3. Download and install gFortran as a patch to the apple gcc from att research. Why apple doesn't leave gfortran in gcc I don't know, but they don't and we need it. It's critical you use this fortran compiler as other variants of gfortran or g77 seem to cause errors.
4. Download and install UMFPACK and AMD from SuiteSparse. The easiest way I've gotten through this is to download the entire SuiteSparse and then do the following:
   1. Modifiy the package wide config makefile found at SuiteSparse/UFconfig/UFconfig.mk by uncommenting the Macintosh options (currently lines 299 - 303)
   2. In order to only compile the 2 packages we also need to modify the high level makefile (SuiteSparse/Makefile) by commenting out the references to the other packages under the default call (currently lines 10, 12-17, 19-24).
   3. run make while in the SuiteSparse dir
   4. because it would be too easy if SuiteSparse actually had an install routine, we have to install the just compiled libs ourselves. This is how I did it, though you can stick all these bits wherever you like as long as the python compiler and linker will see them:
      $sudo install UMFPACK/Include/* /usr/local/include/
      $sudo install AMD/Include/* /usr/local/include/
      $sudo install UMFPACK/Lib/* /usr/local/lib/
      $sudo install AMD/Lib/* /usr/local/lib/
      $sudo install UFconfig/UFconfig.h /usr/local/include/
5. Grab a bleeding edge copy of SciPy and NumPy via their subversion repositories.:
   $svn co http://svn.scipy.org/svn/numpy/trunk numpy-from-svn
   $svn co http://svn.scipy.org/svn/scipy/trunk scipy-from-svn
6. Build and install NumPy:
   $cd numpy-from-svn
   $sudo python setup.py build --fcompiler=gnu95 install
7. Test NumPy to make sure it's not broken (note that the tests need to be run out of the build directory):
   $cd ..
   $python -c "import numpy;numpy.test()"
   Make sure numpy doesn't fail any of the tests (known fails and skips are okay) or the next bit may not work.
8. Similar to step 6, build and install SciPy:
   $cd scipy-from-svn
   $sudo python setup.py config_fc --fcompiler=gfortran install
9. similar to step 7, move out of the build directory and run the built in tests:
   $cd ..
   $python -c "import scipy;scipy.test()"

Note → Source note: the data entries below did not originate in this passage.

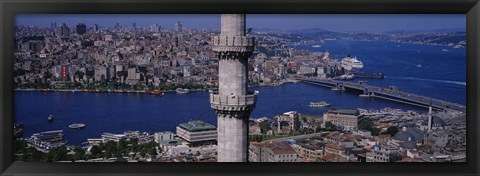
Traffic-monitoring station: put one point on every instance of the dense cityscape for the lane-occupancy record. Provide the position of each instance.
(154, 60)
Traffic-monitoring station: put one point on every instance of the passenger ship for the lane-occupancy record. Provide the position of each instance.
(351, 63)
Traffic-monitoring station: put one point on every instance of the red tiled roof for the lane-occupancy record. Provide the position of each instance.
(334, 146)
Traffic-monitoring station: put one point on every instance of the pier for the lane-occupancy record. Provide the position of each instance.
(391, 93)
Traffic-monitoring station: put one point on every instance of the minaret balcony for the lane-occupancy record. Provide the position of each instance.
(233, 43)
(233, 102)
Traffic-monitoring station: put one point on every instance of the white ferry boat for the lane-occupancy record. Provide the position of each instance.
(350, 63)
(76, 126)
(319, 104)
(182, 91)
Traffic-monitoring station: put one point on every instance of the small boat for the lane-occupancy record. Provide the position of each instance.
(18, 130)
(319, 104)
(153, 92)
(182, 91)
(76, 126)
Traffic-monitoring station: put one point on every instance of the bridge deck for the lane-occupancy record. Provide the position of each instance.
(388, 94)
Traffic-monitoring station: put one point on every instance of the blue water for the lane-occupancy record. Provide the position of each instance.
(442, 76)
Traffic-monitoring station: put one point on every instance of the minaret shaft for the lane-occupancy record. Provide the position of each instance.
(233, 103)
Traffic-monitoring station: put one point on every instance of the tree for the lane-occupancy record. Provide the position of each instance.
(329, 126)
(392, 130)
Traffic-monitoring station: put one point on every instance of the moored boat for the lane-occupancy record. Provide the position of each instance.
(319, 104)
(76, 126)
(182, 91)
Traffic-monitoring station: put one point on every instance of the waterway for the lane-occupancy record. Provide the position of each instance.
(442, 76)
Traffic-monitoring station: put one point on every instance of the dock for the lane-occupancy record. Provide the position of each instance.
(391, 93)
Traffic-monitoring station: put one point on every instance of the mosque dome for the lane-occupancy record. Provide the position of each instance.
(413, 133)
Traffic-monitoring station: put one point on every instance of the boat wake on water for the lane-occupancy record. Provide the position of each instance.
(432, 80)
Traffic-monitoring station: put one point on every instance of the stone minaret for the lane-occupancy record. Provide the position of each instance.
(233, 103)
(429, 122)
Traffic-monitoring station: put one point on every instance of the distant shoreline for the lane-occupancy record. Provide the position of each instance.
(102, 91)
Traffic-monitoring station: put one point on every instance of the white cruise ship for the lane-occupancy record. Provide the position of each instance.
(350, 63)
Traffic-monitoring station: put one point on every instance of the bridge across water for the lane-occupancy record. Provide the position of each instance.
(390, 93)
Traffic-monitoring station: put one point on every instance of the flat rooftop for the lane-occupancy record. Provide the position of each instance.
(345, 111)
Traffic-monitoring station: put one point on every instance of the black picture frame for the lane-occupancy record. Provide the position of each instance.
(9, 8)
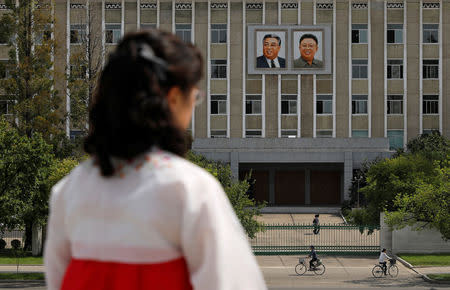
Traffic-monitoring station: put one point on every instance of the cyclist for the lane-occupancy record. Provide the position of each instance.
(382, 260)
(313, 255)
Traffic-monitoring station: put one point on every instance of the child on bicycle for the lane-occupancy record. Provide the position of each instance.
(313, 255)
(382, 260)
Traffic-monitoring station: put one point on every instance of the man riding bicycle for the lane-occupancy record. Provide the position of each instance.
(382, 260)
(313, 255)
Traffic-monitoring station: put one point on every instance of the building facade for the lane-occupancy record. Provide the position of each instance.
(301, 135)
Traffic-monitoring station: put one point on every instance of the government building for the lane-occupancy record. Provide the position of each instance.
(301, 134)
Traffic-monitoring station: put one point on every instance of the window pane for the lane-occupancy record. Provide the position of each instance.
(363, 36)
(214, 107)
(284, 107)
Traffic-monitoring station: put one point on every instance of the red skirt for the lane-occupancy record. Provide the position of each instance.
(88, 274)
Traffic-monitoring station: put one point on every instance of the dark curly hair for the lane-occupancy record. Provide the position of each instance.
(130, 113)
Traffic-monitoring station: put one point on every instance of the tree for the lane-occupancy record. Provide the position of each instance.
(24, 169)
(429, 207)
(30, 84)
(433, 146)
(245, 208)
(85, 66)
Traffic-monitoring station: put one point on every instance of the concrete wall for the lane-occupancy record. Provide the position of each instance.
(408, 240)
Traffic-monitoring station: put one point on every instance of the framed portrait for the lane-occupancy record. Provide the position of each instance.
(277, 49)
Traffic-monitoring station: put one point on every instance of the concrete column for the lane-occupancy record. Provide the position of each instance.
(385, 235)
(36, 240)
(348, 175)
(271, 186)
(307, 186)
(234, 164)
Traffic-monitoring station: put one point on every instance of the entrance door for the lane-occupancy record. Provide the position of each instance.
(325, 187)
(259, 184)
(290, 187)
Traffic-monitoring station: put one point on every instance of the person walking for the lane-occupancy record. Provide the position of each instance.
(136, 214)
(316, 224)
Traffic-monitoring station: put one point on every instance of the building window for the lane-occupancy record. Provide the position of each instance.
(324, 133)
(395, 33)
(6, 107)
(218, 133)
(148, 26)
(183, 31)
(430, 104)
(430, 68)
(218, 68)
(75, 134)
(253, 104)
(218, 33)
(78, 72)
(113, 33)
(360, 133)
(218, 104)
(77, 33)
(395, 139)
(4, 71)
(394, 104)
(430, 33)
(359, 33)
(253, 133)
(359, 68)
(44, 35)
(395, 69)
(288, 133)
(359, 104)
(324, 104)
(288, 104)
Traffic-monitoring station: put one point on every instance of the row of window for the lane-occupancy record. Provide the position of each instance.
(395, 136)
(324, 104)
(359, 69)
(394, 33)
(219, 32)
(113, 32)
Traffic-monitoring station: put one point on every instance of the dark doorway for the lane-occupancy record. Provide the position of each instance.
(325, 187)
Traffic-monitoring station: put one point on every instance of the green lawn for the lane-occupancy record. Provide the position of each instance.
(440, 277)
(8, 257)
(22, 276)
(427, 260)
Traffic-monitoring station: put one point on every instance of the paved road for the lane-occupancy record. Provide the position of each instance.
(341, 273)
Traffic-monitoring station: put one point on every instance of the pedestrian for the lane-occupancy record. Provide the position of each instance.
(136, 214)
(316, 224)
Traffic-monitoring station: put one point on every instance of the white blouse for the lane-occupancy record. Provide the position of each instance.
(155, 209)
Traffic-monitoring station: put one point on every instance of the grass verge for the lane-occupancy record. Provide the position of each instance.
(22, 276)
(440, 277)
(426, 260)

   You're going to get some fails and maybe some errors. You're going to have to use your own judgement to as to whether these errors and fails are substantial. Most of the troubles I've encountered are trivial, things like a type being dtype('int32') instead of 'int32' which is actually the same and just needs to be updated to reflect newer numpy.

And now you have a nice SciPy build for whatever flavor of python you're working with on you Mac. Note that I have no idea how well this will work in anything other than python 2.6 on Mac OSX 10.5.8, though it will probably mostly work with other variants. Also, for completeness, I most recently compiled these versions: NumPy-r7303, SciPy-r5893. At some point I'm going to give it a go with python 3.x but that will be a whole new kind of pain I suspect. Anyway, if anyone uses these instructions and they don't quite work or you don't understand part of it, please let me know and I'll try to clarify or help as best I can. I'd really love to build a definitive set of instructions for building SciPy on a Mac, but I can only verify these instructions on my machines.